# Grazing after lime



## Mark T (Jan 7, 2003)

I limed the fields at my place three weeks ago. The neighbor has allowed me to graze ten acres behing my place so that I can wait to restart the regular rotation until after a rain settles the lime. We haven't had a drop of rain in three weeks. The neighbor's field which wasn't great to begin with is pretty thin and I am looking at some thick fields of grass and clover. I could hold out for a while at the neighbors, but it will take me a month to move through the 31 paddocks on my place and I'm starting to get nervous that frosts may nip my pasture before I can graze it down. Is it okay to let the cows start grazing clover and grass that is still grey from the lime coating?


----------



## tinknal (May 21, 2004)

Well, lime is dirt, and I imagine a cow consumes a certain amount of dirt anyway. I wouldn't worry about it but probably wouldn't hurt to google the words "lime" "cattle" and "poisoning" together just in case.


----------



## tinknal (May 21, 2004)

BTW, frost won't hurt grass or clover.


----------



## agmantoo (May 23, 2003)

Graze the area, not a problem. Actually it is an enhancement with the calcium.


----------



## Oxankle (Jun 20, 2003)

Worse thing that will happen is that it will wear their teeth a bit. 
I lime mine and never take the cattle off it. 
Ox


----------



## Mark T (Jan 7, 2003)

Thanks everybody.

I'll move 'em tonight.

Tiknal, I appreciate the tip. I was operating based on my local coop extention notice that says to take the animals off the grass so it would have a chance to recover before frost.

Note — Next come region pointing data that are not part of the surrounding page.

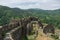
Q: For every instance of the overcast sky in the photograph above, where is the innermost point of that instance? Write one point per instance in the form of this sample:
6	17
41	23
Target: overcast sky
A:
26	4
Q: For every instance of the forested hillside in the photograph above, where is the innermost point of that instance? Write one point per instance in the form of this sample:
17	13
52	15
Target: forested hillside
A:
46	16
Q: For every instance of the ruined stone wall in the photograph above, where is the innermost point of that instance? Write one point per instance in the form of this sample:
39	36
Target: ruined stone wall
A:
14	34
16	29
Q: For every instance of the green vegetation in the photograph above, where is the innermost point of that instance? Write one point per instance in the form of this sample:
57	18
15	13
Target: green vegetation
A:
46	16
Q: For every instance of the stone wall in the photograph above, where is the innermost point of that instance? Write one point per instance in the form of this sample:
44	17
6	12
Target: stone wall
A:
16	29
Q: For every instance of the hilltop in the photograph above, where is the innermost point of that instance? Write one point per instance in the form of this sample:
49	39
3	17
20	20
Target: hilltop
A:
46	16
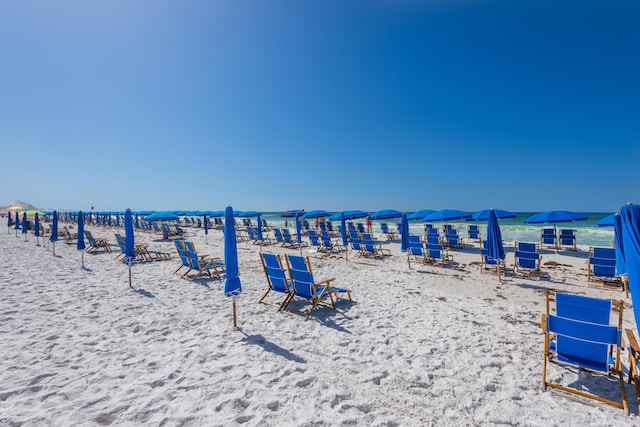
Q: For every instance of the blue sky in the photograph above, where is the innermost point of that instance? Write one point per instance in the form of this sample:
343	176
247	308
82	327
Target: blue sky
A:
518	105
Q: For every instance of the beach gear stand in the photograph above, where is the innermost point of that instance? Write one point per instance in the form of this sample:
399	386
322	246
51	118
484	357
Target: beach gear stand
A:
232	284
80	242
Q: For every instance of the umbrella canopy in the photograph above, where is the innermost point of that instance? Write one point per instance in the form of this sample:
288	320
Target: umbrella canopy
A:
162	216
420	215
607	221
54	227
404	233
499	214
621	265
232	284
292	213
36	225
316	214
630	221
80	243
447	215
349	215
552	217
495	248
385	214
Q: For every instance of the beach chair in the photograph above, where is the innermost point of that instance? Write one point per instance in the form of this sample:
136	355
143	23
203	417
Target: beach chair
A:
473	233
601	266
276	279
548	238
315	241
578	334
96	245
527	259
633	351
202	263
437	254
385	230
490	264
184	257
328	244
373	248
305	287
452	238
416	250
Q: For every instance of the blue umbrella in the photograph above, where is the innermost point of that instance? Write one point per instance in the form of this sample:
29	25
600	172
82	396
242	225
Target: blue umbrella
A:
299	233
315	214
630	221
607	221
259	230
495	248
447	215
499	213
419	215
232	284
385	214
552	217
621	266
25	226
292	213
404	233
80	243
54	231
129	253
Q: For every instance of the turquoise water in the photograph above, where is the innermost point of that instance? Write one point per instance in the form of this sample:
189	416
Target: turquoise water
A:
512	229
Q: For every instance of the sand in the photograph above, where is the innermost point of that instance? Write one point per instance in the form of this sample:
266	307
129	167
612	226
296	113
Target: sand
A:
417	346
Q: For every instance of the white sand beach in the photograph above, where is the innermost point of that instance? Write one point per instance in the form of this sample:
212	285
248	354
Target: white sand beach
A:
417	346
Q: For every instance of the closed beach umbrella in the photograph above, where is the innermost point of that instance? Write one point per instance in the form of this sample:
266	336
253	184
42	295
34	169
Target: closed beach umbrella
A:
24	225
129	253
495	248
343	234
621	265
404	234
36	225
232	284
54	231
630	221
80	243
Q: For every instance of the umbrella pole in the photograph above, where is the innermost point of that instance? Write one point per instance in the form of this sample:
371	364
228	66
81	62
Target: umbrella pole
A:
130	274
235	324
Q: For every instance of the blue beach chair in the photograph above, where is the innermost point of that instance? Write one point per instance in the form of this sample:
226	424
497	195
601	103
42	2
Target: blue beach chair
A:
579	335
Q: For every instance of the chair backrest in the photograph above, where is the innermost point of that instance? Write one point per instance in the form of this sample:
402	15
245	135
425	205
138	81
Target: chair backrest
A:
276	276
313	238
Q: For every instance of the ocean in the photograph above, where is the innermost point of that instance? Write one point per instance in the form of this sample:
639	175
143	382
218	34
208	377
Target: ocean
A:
514	229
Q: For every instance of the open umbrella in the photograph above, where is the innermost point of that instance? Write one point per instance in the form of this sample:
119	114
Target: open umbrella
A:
36	225
404	233
343	234
630	221
80	242
54	231
420	215
25	226
232	284
129	253
495	248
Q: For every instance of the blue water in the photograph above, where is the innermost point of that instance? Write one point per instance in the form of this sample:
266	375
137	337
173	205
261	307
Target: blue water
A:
512	229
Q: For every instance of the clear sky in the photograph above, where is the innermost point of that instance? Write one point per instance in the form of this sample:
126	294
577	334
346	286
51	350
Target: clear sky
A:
276	105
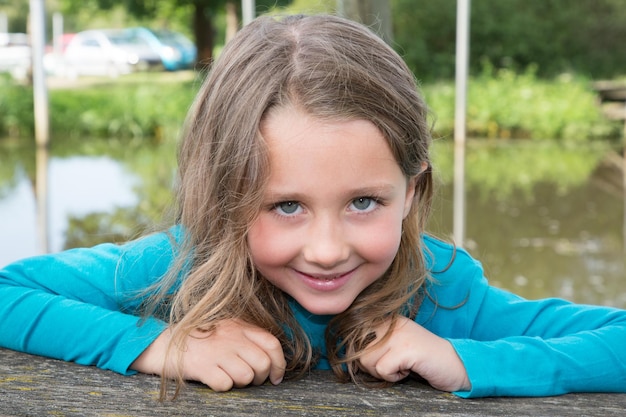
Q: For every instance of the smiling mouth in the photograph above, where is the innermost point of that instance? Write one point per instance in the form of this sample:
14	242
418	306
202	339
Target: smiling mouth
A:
327	277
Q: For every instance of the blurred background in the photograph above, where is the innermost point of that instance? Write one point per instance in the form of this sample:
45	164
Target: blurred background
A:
544	159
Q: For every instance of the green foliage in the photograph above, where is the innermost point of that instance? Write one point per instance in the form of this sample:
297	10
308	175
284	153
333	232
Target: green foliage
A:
505	104
125	109
583	36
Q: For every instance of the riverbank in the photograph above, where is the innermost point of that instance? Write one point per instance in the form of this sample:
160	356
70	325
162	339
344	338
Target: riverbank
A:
501	105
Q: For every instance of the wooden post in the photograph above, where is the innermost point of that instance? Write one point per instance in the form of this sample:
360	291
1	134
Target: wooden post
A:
247	11
460	110
40	97
375	14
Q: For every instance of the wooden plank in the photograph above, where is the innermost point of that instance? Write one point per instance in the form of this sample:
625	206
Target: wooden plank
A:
610	90
35	386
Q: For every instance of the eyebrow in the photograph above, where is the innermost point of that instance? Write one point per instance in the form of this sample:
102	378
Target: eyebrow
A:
374	190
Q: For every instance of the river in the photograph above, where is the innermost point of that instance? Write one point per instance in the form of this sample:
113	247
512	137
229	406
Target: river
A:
544	219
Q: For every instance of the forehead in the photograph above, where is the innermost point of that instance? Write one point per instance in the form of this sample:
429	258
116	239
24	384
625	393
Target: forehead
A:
305	151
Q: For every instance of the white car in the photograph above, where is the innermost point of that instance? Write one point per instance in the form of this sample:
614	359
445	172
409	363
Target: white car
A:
15	54
109	52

I got a lease on a 37 acre farm down the road this year (and another 30 acre hay patch), so had my feeders off the property. Combined with a jump allowed by rotational grazing, I have grass coming out of my ears. I've got grazing at the home place until the middle of December (if we don't get snow cover) and could probably make it the rest of the way through on the rental if I moved them over to the new farm and wanted to drive down the road every day to de-ice. I'll probably keep them here and feed hay just for ease of management since I have hay stacked to the rafters.

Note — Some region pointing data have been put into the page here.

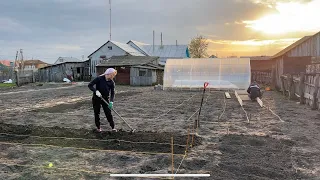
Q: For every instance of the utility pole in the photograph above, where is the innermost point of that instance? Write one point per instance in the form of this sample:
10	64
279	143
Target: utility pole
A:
110	18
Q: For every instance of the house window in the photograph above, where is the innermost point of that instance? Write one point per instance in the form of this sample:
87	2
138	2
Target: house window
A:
142	72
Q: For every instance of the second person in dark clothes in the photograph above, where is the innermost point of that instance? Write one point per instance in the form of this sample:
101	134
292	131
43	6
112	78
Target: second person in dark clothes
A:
254	91
104	86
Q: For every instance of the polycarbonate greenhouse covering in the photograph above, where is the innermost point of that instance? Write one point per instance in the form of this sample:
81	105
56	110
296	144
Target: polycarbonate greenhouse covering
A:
221	73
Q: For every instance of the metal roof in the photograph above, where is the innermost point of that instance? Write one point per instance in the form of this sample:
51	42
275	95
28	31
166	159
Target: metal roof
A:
168	51
128	61
257	58
295	44
127	48
33	62
68	59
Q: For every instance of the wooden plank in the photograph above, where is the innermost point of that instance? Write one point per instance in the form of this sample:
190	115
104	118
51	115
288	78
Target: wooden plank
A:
241	92
227	95
239	99
308	96
315	93
260	102
244	97
302	88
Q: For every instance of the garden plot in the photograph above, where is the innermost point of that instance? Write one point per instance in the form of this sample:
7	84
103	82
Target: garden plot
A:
57	126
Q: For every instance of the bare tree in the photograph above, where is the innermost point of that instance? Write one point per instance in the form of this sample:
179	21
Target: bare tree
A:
198	47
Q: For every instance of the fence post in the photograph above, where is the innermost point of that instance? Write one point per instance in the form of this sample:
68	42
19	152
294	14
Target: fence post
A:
33	80
282	85
315	94
17	77
302	88
291	87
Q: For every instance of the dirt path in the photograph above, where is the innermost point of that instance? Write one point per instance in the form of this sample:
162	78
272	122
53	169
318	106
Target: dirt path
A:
227	148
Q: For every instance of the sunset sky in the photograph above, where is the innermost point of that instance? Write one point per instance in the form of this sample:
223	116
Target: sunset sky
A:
47	29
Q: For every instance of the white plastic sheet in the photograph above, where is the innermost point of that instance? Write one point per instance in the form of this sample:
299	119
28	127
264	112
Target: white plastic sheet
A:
221	73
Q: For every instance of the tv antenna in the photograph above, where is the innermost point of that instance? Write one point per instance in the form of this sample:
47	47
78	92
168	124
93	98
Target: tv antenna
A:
110	18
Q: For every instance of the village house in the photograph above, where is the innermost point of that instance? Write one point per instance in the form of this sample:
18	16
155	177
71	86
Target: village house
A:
164	52
135	48
134	70
33	65
294	58
65	67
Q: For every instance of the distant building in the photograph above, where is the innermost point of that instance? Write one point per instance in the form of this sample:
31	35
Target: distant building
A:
7	63
135	48
65	67
164	52
294	58
109	49
213	56
33	65
134	70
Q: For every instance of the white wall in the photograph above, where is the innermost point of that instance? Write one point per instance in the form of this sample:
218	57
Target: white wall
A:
95	58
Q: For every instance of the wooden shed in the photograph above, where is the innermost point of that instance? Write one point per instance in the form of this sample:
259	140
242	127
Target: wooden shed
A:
294	58
134	70
79	71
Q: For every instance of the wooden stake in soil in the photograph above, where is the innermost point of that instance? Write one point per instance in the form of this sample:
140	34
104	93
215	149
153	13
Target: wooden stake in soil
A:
172	156
186	152
192	139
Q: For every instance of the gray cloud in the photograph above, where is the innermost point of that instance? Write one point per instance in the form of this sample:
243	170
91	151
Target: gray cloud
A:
47	29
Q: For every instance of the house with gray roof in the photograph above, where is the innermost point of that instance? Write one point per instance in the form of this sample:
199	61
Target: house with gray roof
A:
134	70
109	49
135	48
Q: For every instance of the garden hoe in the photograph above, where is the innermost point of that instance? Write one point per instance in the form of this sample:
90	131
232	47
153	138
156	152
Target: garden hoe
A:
132	130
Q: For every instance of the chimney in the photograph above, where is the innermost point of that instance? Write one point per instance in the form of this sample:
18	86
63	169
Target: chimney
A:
161	39
153	42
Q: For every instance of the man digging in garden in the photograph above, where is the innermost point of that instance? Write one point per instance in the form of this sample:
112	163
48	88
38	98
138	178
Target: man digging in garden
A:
104	87
254	91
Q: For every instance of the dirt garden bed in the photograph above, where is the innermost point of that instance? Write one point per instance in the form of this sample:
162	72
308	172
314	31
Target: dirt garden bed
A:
57	126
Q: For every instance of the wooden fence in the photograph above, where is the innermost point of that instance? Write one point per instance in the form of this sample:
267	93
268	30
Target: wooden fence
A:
25	77
262	77
304	87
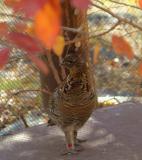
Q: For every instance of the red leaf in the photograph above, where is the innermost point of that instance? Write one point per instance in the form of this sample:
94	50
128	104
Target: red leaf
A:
48	22
122	47
4	56
81	4
140	3
29	7
140	69
39	63
3	29
25	42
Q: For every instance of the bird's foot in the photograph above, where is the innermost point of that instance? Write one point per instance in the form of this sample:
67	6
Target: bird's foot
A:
50	123
70	152
78	147
78	141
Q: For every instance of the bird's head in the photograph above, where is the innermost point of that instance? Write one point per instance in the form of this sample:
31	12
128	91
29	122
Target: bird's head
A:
70	61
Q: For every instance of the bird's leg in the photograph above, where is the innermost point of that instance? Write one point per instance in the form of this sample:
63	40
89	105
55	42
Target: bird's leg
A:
50	123
77	140
70	144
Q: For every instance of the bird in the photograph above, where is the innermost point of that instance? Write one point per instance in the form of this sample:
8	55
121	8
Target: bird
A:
72	102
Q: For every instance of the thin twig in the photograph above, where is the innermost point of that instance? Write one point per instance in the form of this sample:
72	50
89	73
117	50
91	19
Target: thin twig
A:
93	36
125	4
124	20
106	32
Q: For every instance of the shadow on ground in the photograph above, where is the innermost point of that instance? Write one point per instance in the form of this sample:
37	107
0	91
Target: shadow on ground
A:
112	133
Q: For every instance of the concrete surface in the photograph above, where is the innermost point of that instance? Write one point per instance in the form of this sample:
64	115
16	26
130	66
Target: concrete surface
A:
112	133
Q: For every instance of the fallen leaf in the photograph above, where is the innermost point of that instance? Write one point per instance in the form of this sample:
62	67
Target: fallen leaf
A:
3	29
140	69
122	47
4	56
26	42
81	4
48	23
39	63
59	45
96	52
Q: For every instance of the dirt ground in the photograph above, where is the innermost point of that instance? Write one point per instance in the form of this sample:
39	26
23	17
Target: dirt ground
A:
113	133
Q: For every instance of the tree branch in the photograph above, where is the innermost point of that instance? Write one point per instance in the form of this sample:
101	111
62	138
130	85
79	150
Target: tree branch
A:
53	68
125	4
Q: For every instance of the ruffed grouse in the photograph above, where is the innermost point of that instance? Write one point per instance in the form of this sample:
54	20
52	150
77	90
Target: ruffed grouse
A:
73	101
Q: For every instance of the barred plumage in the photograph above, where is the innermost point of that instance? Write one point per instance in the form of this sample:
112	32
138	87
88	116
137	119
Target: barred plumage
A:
73	101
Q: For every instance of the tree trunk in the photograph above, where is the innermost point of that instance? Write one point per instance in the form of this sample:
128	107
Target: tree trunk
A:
24	121
72	18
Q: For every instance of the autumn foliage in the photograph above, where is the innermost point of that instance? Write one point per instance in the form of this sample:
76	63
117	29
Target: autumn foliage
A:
46	30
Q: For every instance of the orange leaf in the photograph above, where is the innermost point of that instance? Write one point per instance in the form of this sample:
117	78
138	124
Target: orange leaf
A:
122	47
3	29
59	45
96	52
48	22
140	69
4	56
39	63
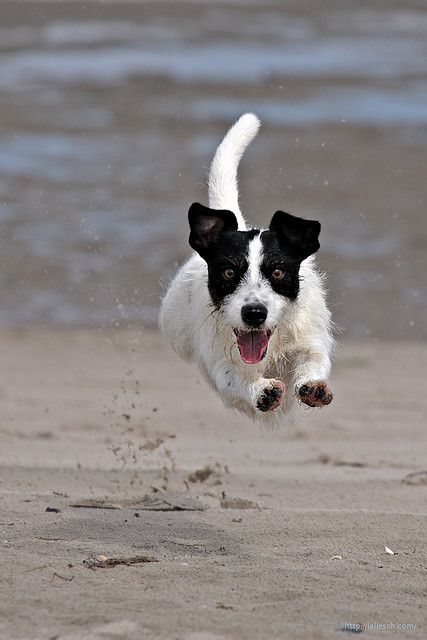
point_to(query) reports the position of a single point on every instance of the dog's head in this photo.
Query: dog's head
(253, 276)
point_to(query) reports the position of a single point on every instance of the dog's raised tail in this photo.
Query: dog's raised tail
(222, 183)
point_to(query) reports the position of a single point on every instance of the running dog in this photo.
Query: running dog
(249, 305)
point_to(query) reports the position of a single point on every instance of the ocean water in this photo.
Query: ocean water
(110, 114)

Of course, if hay prices go way up, maybe I should go ahead and try to graze as long as possible and start selling hay.

Anyway, thanks again.

Mark


----------



## Ken Scharabok (May 11, 2002)

When I lime the pasture area only problem is driver having to work his way around the cows. I don't pull them off. Lime is calcium afterall.


----------



## LMonty (Jul 31, 2006)

I take it this means the alkalinity doesnt upset their rumens too bad, eh? I was wondering the same thing myself, as we just sent a soil sample in yesterday. I'm pretty sure its going to need it, since the last owners said it hadnt been done in a decade or so as far as they knew.


----------